Harlan Fiske Stone (October 11, 1872 - April 22, 1946)

Harlan Fiske Stone is one of the most well known of all Supreme Court justices.

A New Hampshire native, he attended Amherst college before he went on to attend Columbia Law School, where he later became the Dean.

After graduation, he engaged in private practice before becoming a lecturer, then Dean at Columbia. He was appointed as the U.S. Attorney General prior to his appointment on the U.S. Supreme Court as an associate justice in 1925. In 1941 he was appointed as the 12th Chief Justice of the Supreme Court, the position in which he served until his death.

Stone's Legacy

Along with Justices Cardozo and Brandeis, Stone completed what many referred to as the Three Musketeers of the Supreme Court. The "liberal" faction of the court which often ruled to uphold many of Roosevelt's New Deal Programs.

Stone authored the infamous opinion in Carolene Products, whose footnote four allowed for a complete change in the course of the Court's decisionmaking, essentially bringing an end to the so called "Lochner Era."

Stone also wrote one of the most well known opinions in Civil Procedure, International Shoe Co. v. Washington, which lays out the way in which state courts can have personal jurisdiction over litigants.

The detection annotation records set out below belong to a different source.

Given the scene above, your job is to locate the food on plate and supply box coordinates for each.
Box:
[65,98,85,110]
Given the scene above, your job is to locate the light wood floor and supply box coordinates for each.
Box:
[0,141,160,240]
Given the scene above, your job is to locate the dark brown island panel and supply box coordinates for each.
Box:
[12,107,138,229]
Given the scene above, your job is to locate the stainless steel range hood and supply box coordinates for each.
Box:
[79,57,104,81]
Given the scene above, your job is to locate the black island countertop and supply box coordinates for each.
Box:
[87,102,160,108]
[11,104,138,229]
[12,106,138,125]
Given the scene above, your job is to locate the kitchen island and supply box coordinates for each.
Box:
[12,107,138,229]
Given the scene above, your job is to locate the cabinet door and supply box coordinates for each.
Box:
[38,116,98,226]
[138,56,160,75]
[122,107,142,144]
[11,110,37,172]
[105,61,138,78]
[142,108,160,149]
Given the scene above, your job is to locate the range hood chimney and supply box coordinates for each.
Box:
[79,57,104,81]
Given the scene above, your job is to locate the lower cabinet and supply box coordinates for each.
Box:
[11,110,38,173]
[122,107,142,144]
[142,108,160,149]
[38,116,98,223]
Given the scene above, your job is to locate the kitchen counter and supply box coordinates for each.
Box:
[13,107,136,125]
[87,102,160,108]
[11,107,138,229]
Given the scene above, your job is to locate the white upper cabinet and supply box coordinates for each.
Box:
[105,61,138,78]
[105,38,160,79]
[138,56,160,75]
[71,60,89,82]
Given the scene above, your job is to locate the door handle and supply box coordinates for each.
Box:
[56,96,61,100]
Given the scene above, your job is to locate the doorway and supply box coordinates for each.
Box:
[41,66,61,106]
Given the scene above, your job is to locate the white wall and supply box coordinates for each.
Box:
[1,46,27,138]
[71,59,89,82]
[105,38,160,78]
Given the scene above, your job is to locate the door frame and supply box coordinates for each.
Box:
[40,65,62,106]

While the subject matter of the case may itself be dry, the play on words involving shoes, and its centrality in the first year law school curriculum, has inspired many a legal joke and infographic.

Truly, the impact of these two cases demonstrates his far reaching influence on American jurisprudence.

Stone died when an incident occurred in open court after he had just finished the reading of his dissent in a case. Doctors later determined that he had a cerebral hemorrhage, from which he ended up succumbing to that day.